For as long as you’ve known yourself music has all but consumed you. Sweet melodies always seem to be on replay in your mind and lyrics and poetry all but ooze through you. As a youngster you dreamt of the day you’d finally cut your first record and now that day has come. After years of dreaming, vying and longing you’ve finally been able to collaborate with a composer and studio engineer to complete and release your first song. You and your team of co-creators even sent in the new release to local radio stations, so now you’re brimming with pride having heard your song played for the first time on national radio.
While you’re new to the music scene, you have heard the term royalties, understanding that each time your song is aired by a licensed radio station royalties are due to the owners of the song.
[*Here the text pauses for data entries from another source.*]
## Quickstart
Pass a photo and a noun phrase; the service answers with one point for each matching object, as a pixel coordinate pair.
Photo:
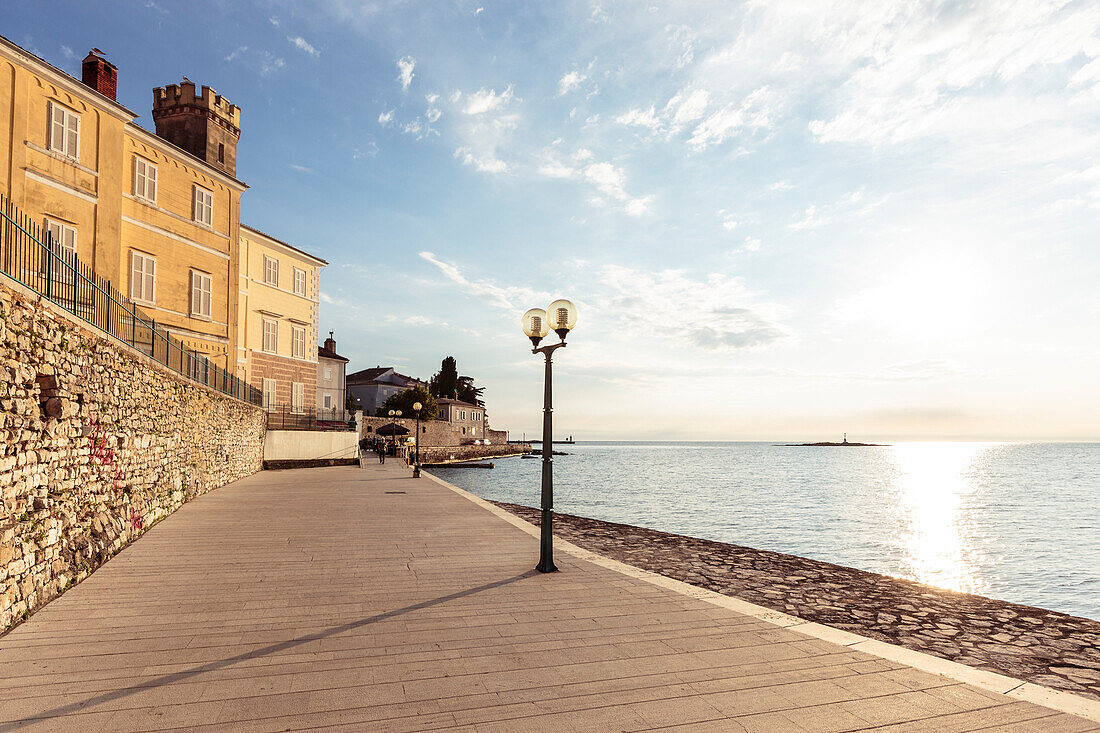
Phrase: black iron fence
(288, 417)
(30, 255)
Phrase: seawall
(97, 444)
(1035, 645)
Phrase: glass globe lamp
(535, 325)
(562, 315)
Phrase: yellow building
(279, 286)
(157, 215)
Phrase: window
(142, 277)
(297, 342)
(63, 239)
(144, 179)
(202, 206)
(64, 131)
(271, 336)
(268, 394)
(201, 287)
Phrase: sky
(778, 220)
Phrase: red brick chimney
(100, 74)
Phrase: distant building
(373, 386)
(466, 419)
(278, 319)
(331, 368)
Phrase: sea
(1015, 522)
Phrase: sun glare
(932, 485)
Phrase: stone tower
(207, 126)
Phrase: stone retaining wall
(448, 453)
(1031, 644)
(97, 442)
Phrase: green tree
(444, 382)
(403, 401)
(470, 393)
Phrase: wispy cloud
(405, 66)
(486, 100)
(301, 44)
(569, 81)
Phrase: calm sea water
(1018, 522)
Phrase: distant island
(844, 444)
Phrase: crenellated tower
(207, 126)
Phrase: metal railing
(288, 417)
(32, 258)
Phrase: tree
(470, 393)
(403, 401)
(444, 382)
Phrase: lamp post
(561, 316)
(416, 468)
(394, 414)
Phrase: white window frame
(201, 294)
(64, 135)
(271, 394)
(273, 331)
(271, 271)
(298, 341)
(143, 277)
(144, 179)
(202, 206)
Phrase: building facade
(278, 292)
(146, 212)
(371, 387)
(331, 385)
(466, 420)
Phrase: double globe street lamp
(560, 316)
(416, 462)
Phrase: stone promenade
(370, 601)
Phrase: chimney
(100, 74)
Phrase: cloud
(505, 298)
(301, 44)
(570, 81)
(271, 63)
(715, 314)
(485, 164)
(483, 100)
(405, 66)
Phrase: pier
(365, 599)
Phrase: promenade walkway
(366, 600)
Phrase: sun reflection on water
(932, 485)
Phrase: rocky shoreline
(1031, 644)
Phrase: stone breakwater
(97, 444)
(1031, 644)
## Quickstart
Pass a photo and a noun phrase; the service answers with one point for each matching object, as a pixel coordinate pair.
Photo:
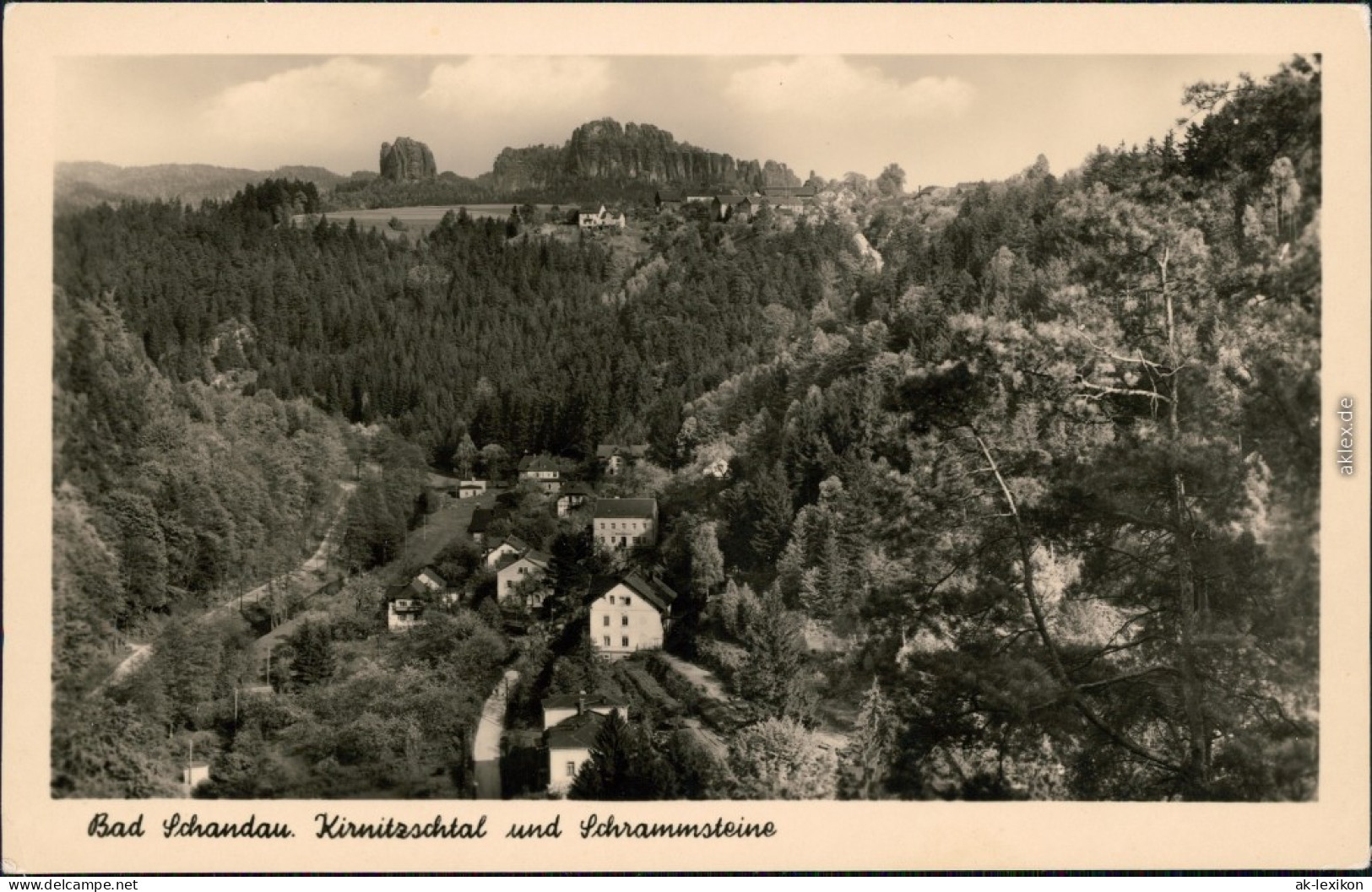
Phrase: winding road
(486, 747)
(313, 565)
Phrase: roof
(578, 732)
(482, 517)
(645, 508)
(534, 556)
(561, 701)
(401, 593)
(605, 451)
(430, 571)
(652, 591)
(513, 541)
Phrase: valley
(634, 471)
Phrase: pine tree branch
(1071, 694)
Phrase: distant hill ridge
(84, 183)
(599, 157)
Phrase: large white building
(621, 523)
(629, 614)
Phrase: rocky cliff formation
(408, 161)
(634, 153)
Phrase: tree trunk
(1198, 749)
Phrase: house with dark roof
(724, 206)
(509, 547)
(596, 216)
(571, 723)
(669, 199)
(482, 521)
(789, 191)
(574, 495)
(616, 457)
(530, 565)
(404, 614)
(629, 614)
(471, 489)
(428, 580)
(542, 471)
(561, 707)
(621, 523)
(570, 745)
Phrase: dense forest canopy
(1038, 462)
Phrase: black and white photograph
(586, 427)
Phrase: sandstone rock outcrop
(636, 153)
(408, 161)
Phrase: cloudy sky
(943, 118)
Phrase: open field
(417, 219)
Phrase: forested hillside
(531, 343)
(1053, 479)
(1017, 489)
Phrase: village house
(471, 489)
(794, 195)
(482, 521)
(570, 745)
(621, 523)
(724, 206)
(571, 723)
(669, 199)
(561, 707)
(599, 219)
(509, 547)
(404, 614)
(428, 580)
(615, 457)
(531, 565)
(629, 614)
(542, 471)
(574, 495)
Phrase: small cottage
(471, 489)
(404, 614)
(544, 471)
(509, 547)
(530, 565)
(428, 580)
(561, 707)
(574, 495)
(616, 457)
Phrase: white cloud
(520, 85)
(844, 89)
(303, 106)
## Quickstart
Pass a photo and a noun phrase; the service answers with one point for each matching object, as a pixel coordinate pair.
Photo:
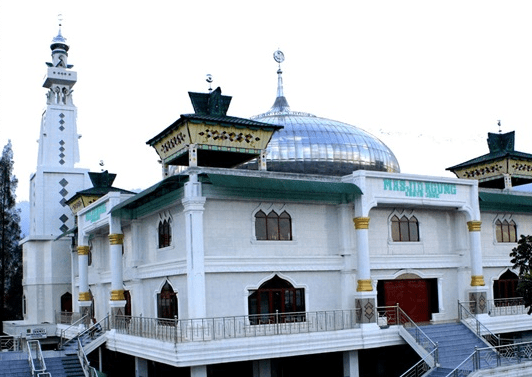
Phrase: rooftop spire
(281, 104)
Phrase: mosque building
(281, 245)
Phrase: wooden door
(412, 295)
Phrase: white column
(348, 255)
(351, 364)
(363, 265)
(477, 277)
(116, 241)
(141, 367)
(198, 371)
(194, 206)
(262, 368)
(84, 296)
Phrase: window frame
(273, 226)
(404, 228)
(164, 233)
(505, 230)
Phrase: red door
(412, 295)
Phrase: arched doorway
(505, 288)
(417, 297)
(275, 298)
(167, 302)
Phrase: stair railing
(64, 331)
(422, 366)
(35, 357)
(85, 364)
(471, 321)
(420, 337)
(103, 325)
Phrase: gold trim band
(474, 226)
(361, 222)
(477, 281)
(83, 250)
(117, 295)
(116, 239)
(84, 296)
(364, 285)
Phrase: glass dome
(312, 145)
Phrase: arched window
(273, 227)
(273, 300)
(66, 302)
(405, 229)
(167, 302)
(505, 288)
(127, 297)
(165, 233)
(506, 231)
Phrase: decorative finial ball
(278, 56)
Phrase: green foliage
(10, 250)
(522, 259)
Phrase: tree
(10, 250)
(522, 259)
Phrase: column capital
(361, 222)
(474, 225)
(364, 285)
(116, 239)
(477, 281)
(83, 250)
(117, 295)
(84, 296)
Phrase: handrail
(465, 316)
(204, 329)
(422, 366)
(85, 364)
(506, 306)
(10, 343)
(103, 324)
(63, 332)
(38, 357)
(493, 357)
(420, 337)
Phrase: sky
(428, 78)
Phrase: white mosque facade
(283, 245)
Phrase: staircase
(15, 368)
(455, 342)
(67, 366)
(90, 340)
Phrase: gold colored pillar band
(361, 222)
(364, 285)
(117, 295)
(116, 239)
(477, 281)
(83, 250)
(84, 296)
(474, 226)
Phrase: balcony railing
(506, 306)
(10, 343)
(67, 318)
(187, 330)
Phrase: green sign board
(420, 189)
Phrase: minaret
(47, 257)
(56, 178)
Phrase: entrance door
(412, 295)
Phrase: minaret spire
(281, 104)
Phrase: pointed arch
(167, 302)
(276, 300)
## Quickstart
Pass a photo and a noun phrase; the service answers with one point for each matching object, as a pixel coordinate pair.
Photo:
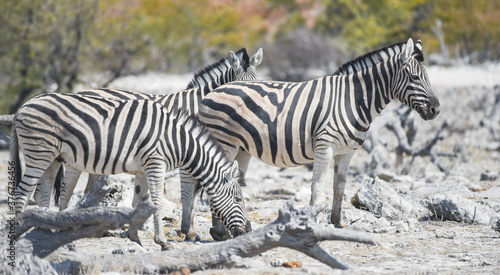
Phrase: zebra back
(377, 56)
(214, 75)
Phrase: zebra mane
(191, 122)
(206, 73)
(372, 58)
(244, 58)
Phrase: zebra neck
(213, 77)
(373, 91)
(206, 164)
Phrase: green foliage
(369, 24)
(469, 26)
(47, 45)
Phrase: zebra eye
(237, 198)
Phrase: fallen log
(294, 228)
(84, 221)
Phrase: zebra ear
(419, 45)
(233, 60)
(256, 58)
(408, 51)
(235, 169)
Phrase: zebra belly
(100, 164)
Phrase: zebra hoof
(219, 235)
(192, 236)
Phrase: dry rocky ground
(411, 238)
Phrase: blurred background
(58, 46)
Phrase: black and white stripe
(236, 66)
(107, 136)
(290, 124)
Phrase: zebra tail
(58, 183)
(14, 159)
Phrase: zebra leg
(155, 174)
(189, 190)
(341, 167)
(322, 160)
(140, 190)
(71, 177)
(45, 184)
(28, 183)
(243, 158)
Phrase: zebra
(287, 124)
(236, 66)
(108, 136)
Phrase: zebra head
(228, 204)
(248, 66)
(412, 82)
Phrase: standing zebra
(108, 136)
(291, 124)
(236, 66)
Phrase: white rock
(458, 209)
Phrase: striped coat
(107, 136)
(289, 124)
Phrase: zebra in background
(108, 136)
(236, 66)
(291, 124)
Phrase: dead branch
(85, 221)
(294, 228)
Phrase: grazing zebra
(291, 124)
(236, 66)
(108, 136)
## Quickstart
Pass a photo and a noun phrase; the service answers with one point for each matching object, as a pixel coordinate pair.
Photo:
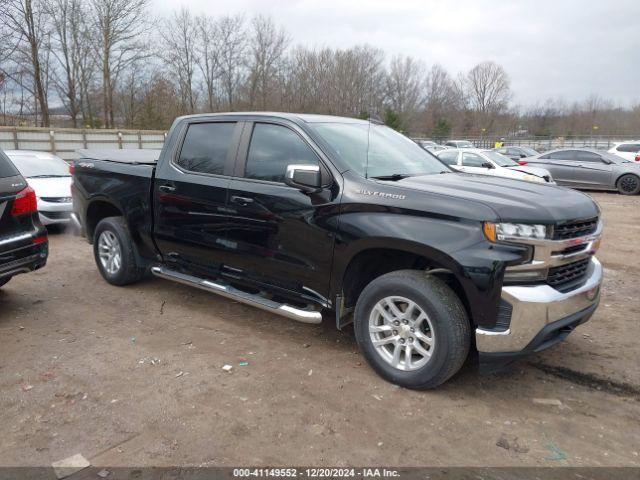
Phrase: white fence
(65, 141)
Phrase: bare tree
(488, 88)
(232, 55)
(23, 25)
(178, 50)
(70, 49)
(120, 24)
(405, 86)
(267, 47)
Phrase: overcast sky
(561, 48)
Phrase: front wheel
(412, 329)
(114, 252)
(629, 184)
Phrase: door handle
(241, 200)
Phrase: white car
(49, 176)
(490, 162)
(627, 150)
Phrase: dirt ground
(133, 377)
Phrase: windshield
(390, 153)
(31, 166)
(500, 159)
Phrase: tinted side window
(449, 158)
(589, 157)
(206, 147)
(472, 160)
(272, 148)
(6, 167)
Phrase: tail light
(25, 202)
(39, 240)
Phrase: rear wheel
(114, 252)
(412, 329)
(629, 184)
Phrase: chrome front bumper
(535, 307)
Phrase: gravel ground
(133, 377)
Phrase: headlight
(496, 232)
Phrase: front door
(190, 197)
(279, 236)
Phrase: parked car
(459, 144)
(626, 150)
(49, 176)
(426, 144)
(490, 162)
(304, 214)
(436, 148)
(590, 169)
(23, 239)
(518, 153)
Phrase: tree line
(111, 63)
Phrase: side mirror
(307, 178)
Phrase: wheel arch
(376, 257)
(98, 210)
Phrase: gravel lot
(133, 376)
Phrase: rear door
(592, 171)
(190, 196)
(562, 165)
(279, 236)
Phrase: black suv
(23, 239)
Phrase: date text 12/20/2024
(316, 472)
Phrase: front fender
(455, 244)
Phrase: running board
(301, 315)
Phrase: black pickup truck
(309, 216)
(23, 240)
But what type of royalties are those and who gets what exactly? How do you decide on how those royalties will be shared? Is there a standard guideline or not?
Gosh it certainly can be daunting at first, so let’s get the basics down.
First off, it’s important to understand that there are different streams of music royalties. The stream of royalties earned when your song is played via radio are called performing rights royalties or performance rights royalties. Essentially, as the owner and creator of the musical work and therefore, a copyright holder you are entitled to performance rights royalties every time your musical work is performed publicly—such as via television, radio, the internet, or at live events. This public performance of the work could be live with singers and musicians playing the song, or could be the airing of the sound recording of the song.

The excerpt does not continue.